3-Minute case study: A radical approach to primary care reverses burnout
To Timothy Wong, MD, medical school seems like a bait and switch. And when it comes to primary care, he’s not afraid to call it a scam. “We aren’t told in school or in training how much administrative burden there is, and we don’t realize it until we’ve already specialized in primary care,” he says. Managing refills. Coordinating care. Haggling with insurance companies. “We didn’t go to medical school to learn how to do that,” he says.
Like a growing number of PCP colleagues, Dr. Wong suffered from primary care burnout. He realized that if he continued down the traditional path, he’d not only be miserable, but would be contributing to a dysfunctional system that makes both physicians and patients feel shortchanged. “I saw how the patient-doctor relationship was getting worse, and how patients weren’t accessing care,” he says. Last year, in his fourth year of practicing, Dr. Wong knew he had to make a major change.
Dr. Wong rejected the idea of concierge medicine, which many criticize as negatively impacting a healthcare system that’s already failing. Instead, he opened a “micro-practice” called iHealth Clinic in Pittsburgh that uses what he calls “direct access primary care.” It focuses on treating problems and serving patients rather than spending time fighting for insurance reimbursements.
His one-man operation offers a direct primary care model in which (walk-in only) patients pay a flat $35 fee for most visits, which range from annual physicals and concerns about depression to finger injuries and tick removal. If a patient has more than three problems, he charges an extra $10 per problem. No appointments. No insurance claims. No membership fees. No hassle.
While he still does deal with some paperwork, it’s a drop in the bucket since he’s cut out insurance paperwork entirely. He appreciates that his location encourages people to walk in off the street, which makes it easier for people from all walks of life to access affordable care for an issue they might otherwise ignore.

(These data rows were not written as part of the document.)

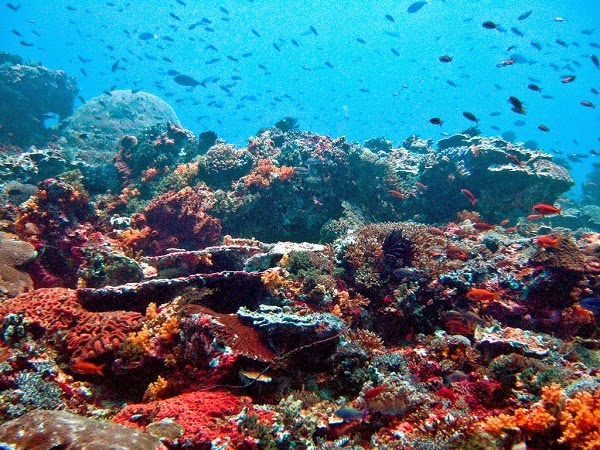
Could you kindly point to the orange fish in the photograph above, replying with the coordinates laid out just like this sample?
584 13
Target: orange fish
543 208
469 196
396 194
87 368
534 216
547 241
482 295
482 226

“It hasn’t been as hard as I thought it would be,” says Dr. Wong. “Financially, the model has been proven,” he says. His goal is to see at least 20 patients a day, which would give him a decent salary and about a 50-hour work week – less than the typical PCP. After only four months, he’s almost halfway there. He’s finding that the direct payment model – and the fact that he’s the sole employee – allows him to keep his overhead low and his administrative burden at a bare minimum.
While he works most days and long hours at that, Dr. Wong isn’t complaining. And he’s eager to share his success with other PCPs via his website. “It’s important for me to help make this model reproducible so other providers can, hopefully, iterate and improve upon it,” he says.